Pastoralist Concern y medicusmundi trabajamos ahí, en los márgenes. Donde no hay hospitales ni carreteras. Donde la educación es un privilegio, y el agua una urgencia. Donde la violencia estructural se confunde con el paisaje. Donde las mujeres están menos representadas. Tienen menos voz. Y Hacen la mayor parte del trabajo… pero sin reconocimiento. Pero contra todo pronóstico, las mujeres empiezan a organizarse y a cambiar lo que parecía inamovible. “Los proyectos que desarrollamos tienen cuatro pilares: alfabetización, autonomía económica, acceso al agua y derechos sexuales y reproductivos.” Se ha trabajado con los líderes religiosos y comunitarios, todos hombres, para garantizar la participación de las mujeres en los comités: ahora el 50% son mujeres. “Ahora, también hay Comités de Ancianas. Son lideresas. Intervienen en casos de violencia. Ya han empezado a resolver problemas. Pero, sobre todo, están transformando desde dentro los lugares más difíciles de mover: las costumbres, los prejuicios, las jerarquías. Ahora el matrimonio forzado, la mutilación genital femenina o la violencia de género tienen una puerta. Y estas lideresas son esa puerta. Están sensibilizando”.
El papel clave del personal de salud
Desde medicusmundi queremos que quede claro que hablar de medicalización no es atacar a la medicina, ni culpabilizar un colectivo. Al contrario. El personal sanitario puede ser una de las fuerzas más poderosas para erradicar la mutilación genital femenina.
Médicas, enfermeros, matronas, trabajadoras comunitarias de salud… Son, en muchos lugares, las personas más escuchadas y respetadas. Su palabra pesa. Su ejemplo importa. Por eso, en 2025, la OMS publicó nuevas directrices específicas: no solo para prohibir de forma tajante la participación de sanitarios en la MGF, sino para convertirlos en agentes activos de prevención, educación y denuncia. Para integrar este tema en la formación médica. Para dotarlos de herramientas, respaldo institucional y protección frente a presiones comunitarias.

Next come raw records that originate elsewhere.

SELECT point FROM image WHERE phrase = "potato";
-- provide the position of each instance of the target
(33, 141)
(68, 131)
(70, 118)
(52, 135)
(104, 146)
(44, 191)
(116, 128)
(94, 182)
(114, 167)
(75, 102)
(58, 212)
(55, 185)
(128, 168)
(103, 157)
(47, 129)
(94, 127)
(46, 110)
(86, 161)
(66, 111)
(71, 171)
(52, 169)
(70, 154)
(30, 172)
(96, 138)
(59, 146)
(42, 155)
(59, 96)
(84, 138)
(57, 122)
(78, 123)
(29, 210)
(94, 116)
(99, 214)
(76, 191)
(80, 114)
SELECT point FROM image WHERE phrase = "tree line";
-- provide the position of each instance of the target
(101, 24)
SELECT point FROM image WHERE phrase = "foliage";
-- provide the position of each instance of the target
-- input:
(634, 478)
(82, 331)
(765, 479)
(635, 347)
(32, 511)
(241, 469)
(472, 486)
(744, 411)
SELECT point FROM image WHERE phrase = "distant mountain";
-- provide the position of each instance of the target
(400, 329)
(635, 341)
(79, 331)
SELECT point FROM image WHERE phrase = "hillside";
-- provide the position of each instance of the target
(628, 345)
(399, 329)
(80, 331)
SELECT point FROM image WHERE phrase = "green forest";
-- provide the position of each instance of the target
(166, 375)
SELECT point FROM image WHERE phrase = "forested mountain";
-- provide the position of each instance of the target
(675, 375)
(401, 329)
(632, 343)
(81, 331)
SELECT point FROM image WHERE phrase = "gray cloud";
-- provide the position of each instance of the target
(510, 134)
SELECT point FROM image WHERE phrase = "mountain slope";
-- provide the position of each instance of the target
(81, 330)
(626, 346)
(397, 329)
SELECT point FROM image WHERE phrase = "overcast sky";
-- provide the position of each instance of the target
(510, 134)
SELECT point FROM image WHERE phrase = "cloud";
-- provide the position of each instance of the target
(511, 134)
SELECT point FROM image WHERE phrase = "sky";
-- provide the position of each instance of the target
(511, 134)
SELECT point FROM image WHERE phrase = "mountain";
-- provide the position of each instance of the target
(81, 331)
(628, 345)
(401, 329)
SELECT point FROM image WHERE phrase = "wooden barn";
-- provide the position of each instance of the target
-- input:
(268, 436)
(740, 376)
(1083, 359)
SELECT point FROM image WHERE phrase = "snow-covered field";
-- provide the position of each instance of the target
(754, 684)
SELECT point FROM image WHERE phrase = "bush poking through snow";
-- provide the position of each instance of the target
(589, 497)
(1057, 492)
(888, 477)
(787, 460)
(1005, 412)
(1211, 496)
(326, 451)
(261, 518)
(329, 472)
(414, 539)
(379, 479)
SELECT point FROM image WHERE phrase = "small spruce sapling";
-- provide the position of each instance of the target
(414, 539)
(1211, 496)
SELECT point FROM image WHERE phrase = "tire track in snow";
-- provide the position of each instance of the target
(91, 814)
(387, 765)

Cuando un profesional dice “no”, cuando explica por qué, cuando acompaña a una familia hacia otra decisión, el impacto puede ser enorme. A veces, ese pequeño gesto es el inicio de un gran cambio: cuando una madre escucha por primera vez que no hay beneficios médicos. Cuando un padre se atreve a desafiar una norma social. Cuando una profesional de la salud decide no mirar hacia otro lado. Cuando una comunidad declara públicamente que abandona la práctica.
Los datos acumulados hasta 2025, hablan de más de 31 millones de personas, en más de 21.000 comunidades, han hecho precisamente eso: decir en voz alta que no mutilarán a sus hijas. No es poca cosa. Es un recordatorio de que el cambio es posible. Pero esto no ocurre solo. Requiere recursos, voluntad política, leyes claras, sanciones efectivas, apoyo a las supervivientes y un protagonismo real de las organizaciones de mujeres y de base comunitaria. En 2026 se plantea reforzar la aplicación de las leyes, la formación de jueces, policías y personal de salud, y el trabajo comunitario.